Rejected — below current signal on the primary acceptance lane.

The hypothesis targeted the sequential-awaited shape, but the

sequential medians moved +1.7 % to +2.0 % — inside the per-run noise

band on both benchmarks and in the wrong direction. The +3.4 % on the

transaction guardrail is also inside noise, but it confirms the

optimization is not buying back overhead the slow path now pays.

The −7.8 % on Concurrent Single Inserts is the only consistent positive

signal across paired runs, but exp 159 already owns this lane and lands

−58 % to −61 % on the same row. A second pass at the same workload that

trades behavioral surface area for a sub-decision-threshold marginal

improvement is not worth merging by itself.

The behavior change (writes issued sync-before-close all succeed instead

of W2/W3 being rejected by the post-lock-wake _closed re-check) is

arguably an improvement, but it does not justify shipping a code shape

that adds a slow-path branch without a primary-metric win.

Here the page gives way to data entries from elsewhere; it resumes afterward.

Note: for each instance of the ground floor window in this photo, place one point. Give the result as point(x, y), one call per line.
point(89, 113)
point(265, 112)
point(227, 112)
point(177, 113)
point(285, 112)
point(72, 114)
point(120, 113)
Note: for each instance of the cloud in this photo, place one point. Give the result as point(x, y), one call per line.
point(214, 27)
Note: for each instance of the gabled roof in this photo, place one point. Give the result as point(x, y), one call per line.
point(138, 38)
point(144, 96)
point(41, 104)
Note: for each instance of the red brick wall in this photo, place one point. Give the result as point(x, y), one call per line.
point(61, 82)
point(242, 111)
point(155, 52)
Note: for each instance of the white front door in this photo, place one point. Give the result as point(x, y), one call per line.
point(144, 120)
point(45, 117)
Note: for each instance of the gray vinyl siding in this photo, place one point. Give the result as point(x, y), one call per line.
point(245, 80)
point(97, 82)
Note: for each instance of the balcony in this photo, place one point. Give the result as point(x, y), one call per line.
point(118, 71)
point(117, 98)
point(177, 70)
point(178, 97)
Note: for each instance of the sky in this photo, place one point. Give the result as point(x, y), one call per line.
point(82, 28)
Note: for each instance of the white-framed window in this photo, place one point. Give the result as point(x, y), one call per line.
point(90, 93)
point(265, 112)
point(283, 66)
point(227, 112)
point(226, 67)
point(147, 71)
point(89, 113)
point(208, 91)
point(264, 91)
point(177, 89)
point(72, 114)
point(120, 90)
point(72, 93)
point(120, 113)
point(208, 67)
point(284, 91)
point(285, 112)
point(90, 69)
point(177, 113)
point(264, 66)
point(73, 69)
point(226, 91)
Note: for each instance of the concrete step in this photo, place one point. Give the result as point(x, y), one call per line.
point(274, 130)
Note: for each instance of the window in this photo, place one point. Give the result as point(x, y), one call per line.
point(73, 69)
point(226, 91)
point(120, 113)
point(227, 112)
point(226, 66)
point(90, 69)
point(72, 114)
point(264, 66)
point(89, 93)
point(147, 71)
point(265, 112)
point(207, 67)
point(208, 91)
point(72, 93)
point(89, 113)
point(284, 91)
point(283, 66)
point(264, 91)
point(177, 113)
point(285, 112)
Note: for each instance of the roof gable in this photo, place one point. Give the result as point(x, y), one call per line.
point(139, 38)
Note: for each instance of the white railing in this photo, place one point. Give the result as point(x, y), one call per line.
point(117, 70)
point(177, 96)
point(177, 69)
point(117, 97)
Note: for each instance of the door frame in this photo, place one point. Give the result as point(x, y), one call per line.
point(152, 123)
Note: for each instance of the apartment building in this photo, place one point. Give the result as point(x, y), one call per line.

Would reopen if: (a) a future Dart SDK makes await over a resolved

Future provably more expensive than today (then sequential might

shift), or (b) a workload appears where main-isolate scheduling — not

worker-side execution — is the dominant write cost (Tracelite profile

should show the sequential-awaited shape spending much more wall in

main-isolate spans than the writer-handle span; currently it does not).

Future Notes

Per exp 159 + 161, the next bounded implementation candidates for the

sequential-write floor are still cross-call request batching

(group commit) or a shared-memory transport — both larger than this

experiment.

The rewritten close() contention test is now structured around a

long-running transaction holding the lock rather than the mutex's

microtask hop, so it remains valid regardless of whether a future

candidate revisits sync-acquire.

Mutex.tryLock is not added to the codebase by this rejection — keep

the API surface as it was. If a future experiment revisits this idea,

start from the diff on this branch.